5Die Kläger beantragen, den Einkommensteuerbescheid für 1993 vom 13.10.1995 i.d.F. der Einspruchsentscheidung vom 15.8.1996 und den Einkommensteuerbescheid für 1994 vom 20.3.1997 in der Fassung der Einspruchsentscheidung vom 15.5.1997 in der Weise zu ändern, daß zusätzliche Ver- sorgungsaufwendungen in Höhe von je 6.000,00 DM als Sonderausgaben berücksichtigt werden,
6Das FA beantragt Klageabweisung, hilfsweise Revisionszulassung.

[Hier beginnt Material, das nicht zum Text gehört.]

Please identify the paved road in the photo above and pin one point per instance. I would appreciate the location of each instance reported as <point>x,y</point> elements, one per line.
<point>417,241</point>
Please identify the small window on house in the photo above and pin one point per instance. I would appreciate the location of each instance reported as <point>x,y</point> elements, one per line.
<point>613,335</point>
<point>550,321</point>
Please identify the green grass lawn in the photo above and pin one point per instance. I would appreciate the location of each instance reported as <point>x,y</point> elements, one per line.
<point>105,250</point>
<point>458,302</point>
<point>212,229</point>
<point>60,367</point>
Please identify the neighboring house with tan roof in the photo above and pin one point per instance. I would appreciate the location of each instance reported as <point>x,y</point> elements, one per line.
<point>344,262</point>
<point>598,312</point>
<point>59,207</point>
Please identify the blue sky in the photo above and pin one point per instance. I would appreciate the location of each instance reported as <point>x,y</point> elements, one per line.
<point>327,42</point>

7Es verweist auf die Ausführungen in den Einspruchsentscheidungen und führt ergänzend aus, die Systematik der Kürzungen habe sich durch die Gesetzesänderung nicht geändert. Änderungen des von der Kürzung betroffenen Personenkreises wirkten sich hier nicht aus, da die Klägerin auch nach der Änderung zum von der Kürzung betroffenen Personenkreis gehöre und der Vorwegabzug auch des Gatten damit zu kürzen sei.

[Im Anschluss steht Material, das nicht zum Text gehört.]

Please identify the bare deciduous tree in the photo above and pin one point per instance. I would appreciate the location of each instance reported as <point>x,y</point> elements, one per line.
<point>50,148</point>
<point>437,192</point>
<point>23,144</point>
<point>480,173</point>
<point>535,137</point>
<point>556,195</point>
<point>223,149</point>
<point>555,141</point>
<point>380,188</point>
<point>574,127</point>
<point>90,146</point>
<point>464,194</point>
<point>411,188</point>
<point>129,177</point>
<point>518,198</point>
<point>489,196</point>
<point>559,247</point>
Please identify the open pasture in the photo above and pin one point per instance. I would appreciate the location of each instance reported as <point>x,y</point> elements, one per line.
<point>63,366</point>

8Die Kläger haben gegen den Gerichtsbescheid wegen Einkommensteuer 1993 vom 22.8.1997 am 9.9.1997 mündliche Verhandlung beantragt; das FA hat erklärt, es sehe die Klage nicht mehr als verfristet an, da nach dem Organisationsablauf im FA zur Zeit der Einspruchsentscheidung verspätete Absendungen von Schreiben möglich gewesen seien.

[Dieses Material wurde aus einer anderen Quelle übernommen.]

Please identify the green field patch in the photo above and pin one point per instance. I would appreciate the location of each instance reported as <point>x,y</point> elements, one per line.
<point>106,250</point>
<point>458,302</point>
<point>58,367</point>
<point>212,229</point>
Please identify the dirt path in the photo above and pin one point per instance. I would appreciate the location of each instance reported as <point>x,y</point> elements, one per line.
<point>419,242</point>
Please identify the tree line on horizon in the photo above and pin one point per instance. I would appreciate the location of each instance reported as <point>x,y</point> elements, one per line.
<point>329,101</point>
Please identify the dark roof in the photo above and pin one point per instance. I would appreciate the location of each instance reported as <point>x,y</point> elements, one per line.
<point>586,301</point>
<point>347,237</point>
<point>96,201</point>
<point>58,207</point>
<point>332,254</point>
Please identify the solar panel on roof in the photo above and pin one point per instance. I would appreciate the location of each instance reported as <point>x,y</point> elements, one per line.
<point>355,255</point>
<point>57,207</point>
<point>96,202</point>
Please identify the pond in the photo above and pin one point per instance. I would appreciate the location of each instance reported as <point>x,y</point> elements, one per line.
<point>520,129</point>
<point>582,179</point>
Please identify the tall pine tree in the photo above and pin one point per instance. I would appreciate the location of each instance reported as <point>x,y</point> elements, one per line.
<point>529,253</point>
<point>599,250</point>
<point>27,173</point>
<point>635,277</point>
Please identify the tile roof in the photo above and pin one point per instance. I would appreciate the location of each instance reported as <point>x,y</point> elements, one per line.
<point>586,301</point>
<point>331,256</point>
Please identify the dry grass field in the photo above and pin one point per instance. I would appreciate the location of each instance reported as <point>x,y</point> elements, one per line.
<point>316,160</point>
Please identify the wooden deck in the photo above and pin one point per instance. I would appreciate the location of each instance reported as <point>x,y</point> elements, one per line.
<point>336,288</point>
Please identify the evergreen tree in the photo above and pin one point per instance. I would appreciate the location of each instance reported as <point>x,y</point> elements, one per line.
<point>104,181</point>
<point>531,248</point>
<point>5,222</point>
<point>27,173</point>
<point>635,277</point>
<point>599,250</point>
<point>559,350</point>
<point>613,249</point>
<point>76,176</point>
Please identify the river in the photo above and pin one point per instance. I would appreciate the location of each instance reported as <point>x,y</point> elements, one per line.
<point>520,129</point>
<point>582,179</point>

9E n t s c h e i d u n g s g r ü n d e :
10Die Klage ist unbegründet. Die angefochtenen Bescheide sind nicht rechtswidrig und verletzen die Kläger nicht in ihren Rechten, § 100 Abs. 1 Finanzgerichtsordnung -FGO-.
11Die Klage wegen Einkommensteuer 1993 ist nicht verfristet. Der Zeitpunkt der Absendung der Einspruchsentscheidung ist nicht feststellbar, so daß von einer rechtzeitigen Klageerhebung auszugehen ist.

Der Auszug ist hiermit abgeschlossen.